To add a new test, create your .fj programs, and you predefined input and expected output.
Then choose the relevant csv file.
The rule of thumb (for the sum of compile+run times, in seconds):
fast | medium | slow | hexlib |
---|---|---|---|
0 → 0.2 | 0.2 → 0.7 | 0.7+ | tests ns hex |
Then add a new line to the relevant compile-csv and run-csv files, according to the next formats.

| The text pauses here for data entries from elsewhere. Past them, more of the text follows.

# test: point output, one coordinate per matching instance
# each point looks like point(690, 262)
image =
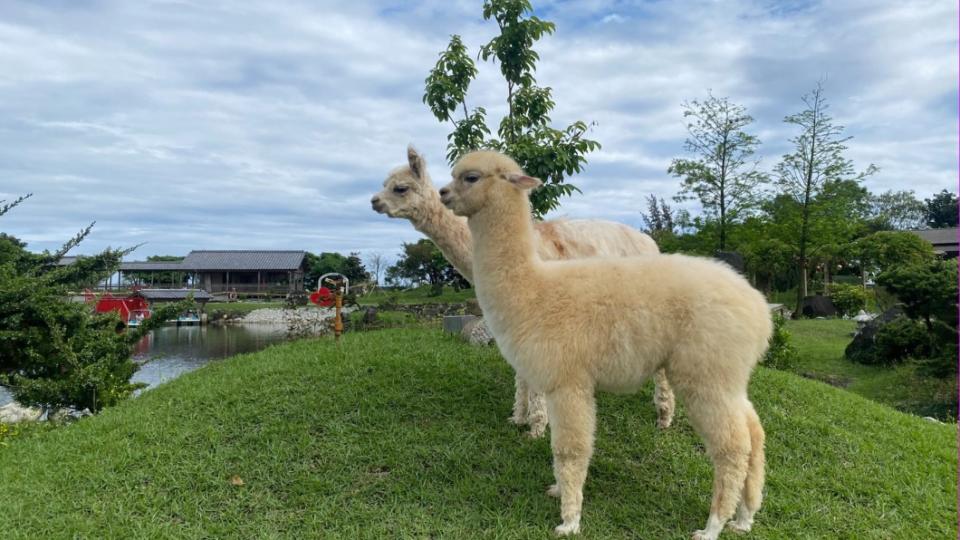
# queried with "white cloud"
point(205, 125)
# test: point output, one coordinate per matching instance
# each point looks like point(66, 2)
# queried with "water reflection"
point(170, 351)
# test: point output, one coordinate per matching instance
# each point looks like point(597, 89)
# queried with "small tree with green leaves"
point(723, 176)
point(525, 132)
point(817, 161)
point(57, 353)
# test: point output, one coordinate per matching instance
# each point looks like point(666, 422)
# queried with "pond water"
point(170, 351)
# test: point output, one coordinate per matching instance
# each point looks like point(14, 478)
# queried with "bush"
point(781, 354)
point(900, 339)
point(848, 299)
point(58, 353)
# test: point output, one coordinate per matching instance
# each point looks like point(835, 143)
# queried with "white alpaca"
point(694, 317)
point(408, 193)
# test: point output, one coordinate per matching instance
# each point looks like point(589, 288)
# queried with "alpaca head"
point(484, 178)
point(406, 190)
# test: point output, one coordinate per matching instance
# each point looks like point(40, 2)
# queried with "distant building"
point(944, 241)
point(241, 271)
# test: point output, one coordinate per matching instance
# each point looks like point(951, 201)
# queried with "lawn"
point(821, 344)
point(402, 433)
point(418, 295)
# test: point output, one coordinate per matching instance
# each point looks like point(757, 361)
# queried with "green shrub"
point(848, 299)
point(900, 339)
point(781, 354)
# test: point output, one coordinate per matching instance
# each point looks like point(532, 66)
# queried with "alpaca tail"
point(753, 485)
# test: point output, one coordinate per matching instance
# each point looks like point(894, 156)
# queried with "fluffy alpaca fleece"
point(694, 317)
point(408, 193)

(files with the next format: tests_tables/test_compile_*.csv
)
test name | .fj paths | out .fjm path | memory width | version | flags | use stl | treat warnings as errors |
---|---|---|---|---|---|---|---|
example_test | path/to/example_1.fj | ... | path/to/example_n.fj | path/to/compiled/example.fjm | 64 | 1 | 0 | True | True |
Every line in this file will cause the compilation of the specified .fj files into the .fjm file, with the given compilation parameters.
Note that you can specify a single file, or a '|' separated list of files in the .fj paths cell. In case of a list, they will be compiled in the inserted order.
(files with the next format: tests_tables/test_run_*.csv
)
test name | .fjm path | input file path | output file path | is input a binary file | is output a binary file |
---|---|---|---|---|---|
example_test | path/to/compiled/example.fjm | path/to/inputs/example.in | path/to/outputs/example.out | False | False |
Every line in this file will cause the specified .fjm to run with the given input, and its output will be compared to the given expected output.
Note that you can also emit specifying a file in the input/output cell, and leave it empty. In that case an empty input/output will be used.
If you want to add your test, but you want it to xfail, you can add your test name (in its own line) to:
tests_tables/xfail_compile.csv
- to mark its compilation as expected to fail.tests_tables/xfail_run.csv
- to mark its run as expected to fail.